W₀ is the frozen pretrained weight. It never changes during LoRA fine-tuning.

LoRA Modified Forward Pass

h = W₀·x + (B·A)·x

A and B are small trainable matrices. At inference, B·A can be merged back into W₀ for zero latency cost.

Parameter Saving

r × (d_in + d_out) vs d_in × d_out

With rank r=8, d=4096: 65,536 parameters vs 16,777,216. That is a 256× reduction per layer.

LoRA Scaling Factor

α / r

α (lora_alpha) controls how much the LoRA update contributes. Setting α = 2r is a safe default.

🌟

LoRA in Practice — What It Enables

A 7B parameter model trained with LoRA (rank 16) adds roughly 33 million trainable parameters — less than 0.5% of the total. You can fine-tune a Mistral-7B model in under 2 hours on a single consumer A100 GPU with 40GB VRAM. Without LoRA, full fine-tuning requires 4–8 GPUs and 24+ hours. The accuracy difference is typically <1% on most tasks.

Section 09

What Each Transformer Layer Actually Learns

Probing experiments — training small classifiers on each layer's representations — reveal a consistent pattern across BERT and its descendants. This is why transfer learning works so powerfully.

Layer Range	What Is Learned	Fine-Tuning Implication
Layers 1–3	Surface features: spelling, morphology, part-of-speech, basic syntax	Rarely needs fine-tuning — these are universal across all tasks
Layers 4–6	Syntactic structure: dependency parsing, subject-verb agreement, phrase boundaries	Sometimes frozen in gradual unfreezing; very stable representations
Layers 7–9	Semantic roles, entity types, co-reference patterns	Partially fine-tuned; high transfer value for NER, RE tasks
Layers 10–12	Task-specific reasoning, discourse structure, sentence-level semantics	Most important to fine-tune — these layers adapt most to new tasks
Final Layer + Head	Classification logits or token-level predictions for your specific task	Always trained from random initialisation on your task

🔎

Probing Classifiers — How We Know This

Researchers train tiny classifiers (e.g. a single linear layer) on the frozen representation at each BERT layer and measure how well they can predict POS tags, NER labels, syntactic tree depth, etc. The pattern is remarkably consistent: lower layers encode form, higher layers encode meaning and reasoning. This validates the "hierarchical representation" theory of Transformer models.

Section 10

Code — Full Fine-Tuning with Hugging Face Transformers

The Hugging Face transformers library is the standard toolkit for transfer learning in NLP. Below is a complete, production-ready sentiment classification pipeline using bert-base-uncased on the IMDB movie review dataset.
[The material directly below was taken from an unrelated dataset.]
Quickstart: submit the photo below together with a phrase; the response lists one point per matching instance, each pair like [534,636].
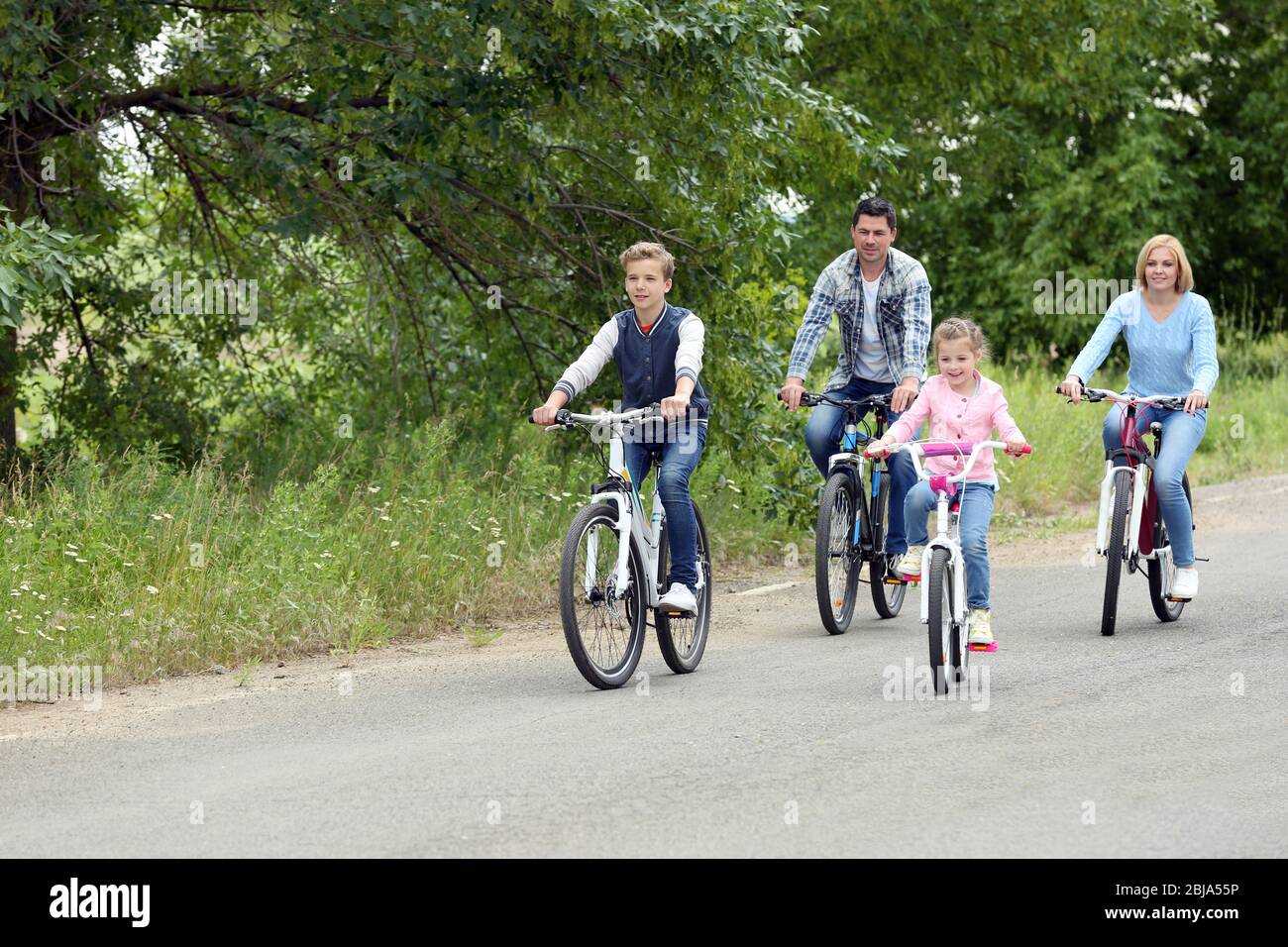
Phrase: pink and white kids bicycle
[943,571]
# ── Install: pip install transformers datasets accelerate ─────────────

import torch
from datasets import load_dataset
from transformers import (
    AutoTokenizer,
    AutoModelForSequenceClassification,
    TrainingArguments,
    Trainer,
    DataCollatorWithPadding,
)
import numpy as np
from sklearn.metrics import accuracy_score, f1_score

# ── 1. Load dataset ────────────────────────────────────────────────────
dataset = load_dataset("imdb")
# Shrink to 2000 train / 500 test for fast demo
dataset["train"] = dataset["train"].select(range(2000))
dataset["test"]  = dataset["test"].select(range(500))

# ── 2. Load tokeniser ──────────────────────────────────────────────────
MODEL_NAME = "bert-base-uncased"
tokenizer = AutoTokenizer.from_pretrained(MODEL_NAME)

def tokenize(batch):
    return tokenizer(
        batch["text"],
        truncation=True,
        max_length=256,       # IMDB reviews are long; truncate to save memory
        padding=False,        # dynamic padding via DataCollator
    )

tokenized = dataset.map(tokenize, batched=True)
data_collator = DataCollatorWithPadding(tokenizer=tokenizer)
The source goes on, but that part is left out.